LLM – large language model. An LLM is optimised for general-purpose language generation, typically for text generation, though software code generators usually fall into this category as well. LLMs can be based on GANs, but many different companies have their own models upon which they base their LLMs.
SIANN – shift (or space) invariant invariant artificial neural network. (See convolutional neural network).
Some of the relatively less common model variations include optical neural networks (ONN), quantum neural networks (QNN), recurrent neural networks (RNN), and spiking neural networks (SNN).
ML – Machine learning. ML algorithms are commonly designed to handle structured, labelled data to make predictions. The data is usually labelled by humans. If input data is unstructured, it is usually formatted before being processed.
DL – Deep learning. DL is a subset of machine learning. DL relies on algorithms optimised to handle unlabelled and unstructured data. DL generally relies on DNNs of one type or another.
Learning models
There is another way of looking at ML that focuses on the nature of the data rather than on the models for implementing the neural network (CNN, DNN, QNN, etc.). This makes distinctions between supervised learning, unsupervised learning, and reinforcement learning.
- Supervised learning uses labelled datasets to categorise or make predictions. This generally maps to ML.
- Unsupervised learning does not require labelled datasets.

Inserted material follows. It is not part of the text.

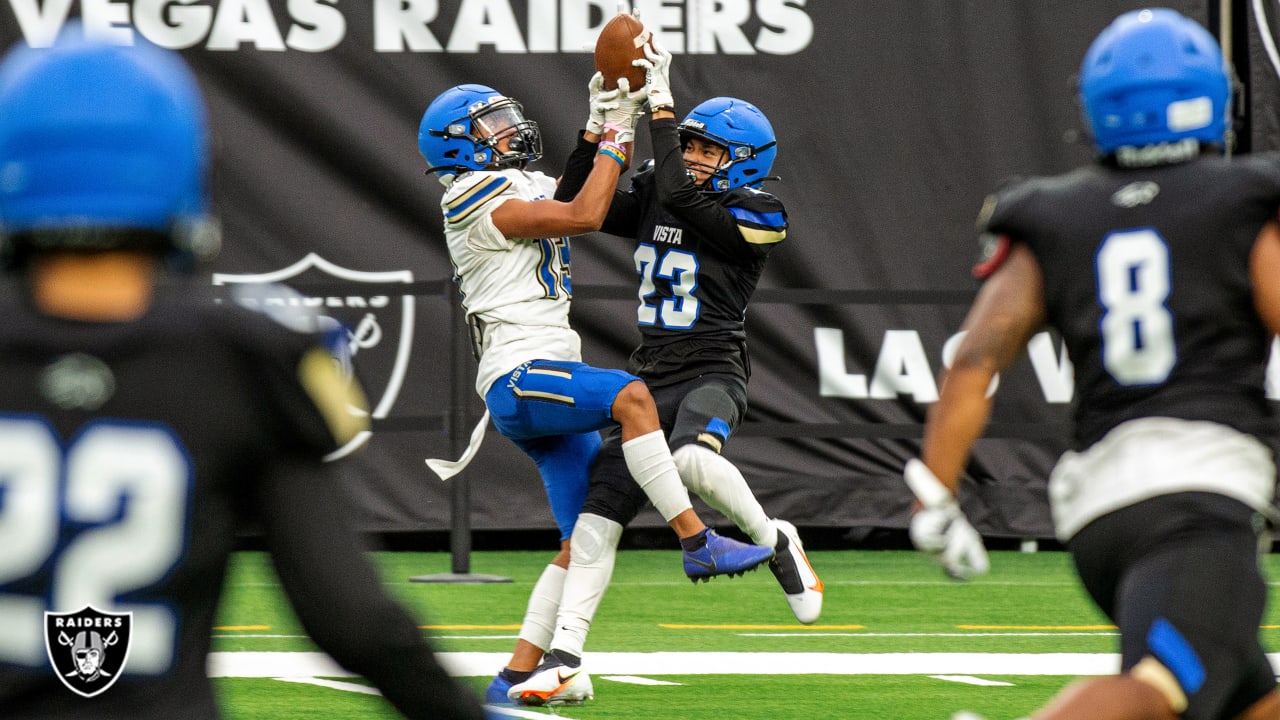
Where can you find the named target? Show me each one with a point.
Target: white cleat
(798, 579)
(553, 683)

Instead, it detects patterns in the data and makes categorisations based on those patterns. Generally maps to DL.
- Semi-supervised learning combines the use of labelled and unlabelled data sets.
- Reinforcement learning uses feedback to produce more accurate results. Generally maps to DL.
An example of how all of these distinctions apply involves GAN. GANs were originally proposed as a generative model for unsupervised learning, but over time they were applied to semi-supervised learning, fully supervised learning, and reinforcement learning.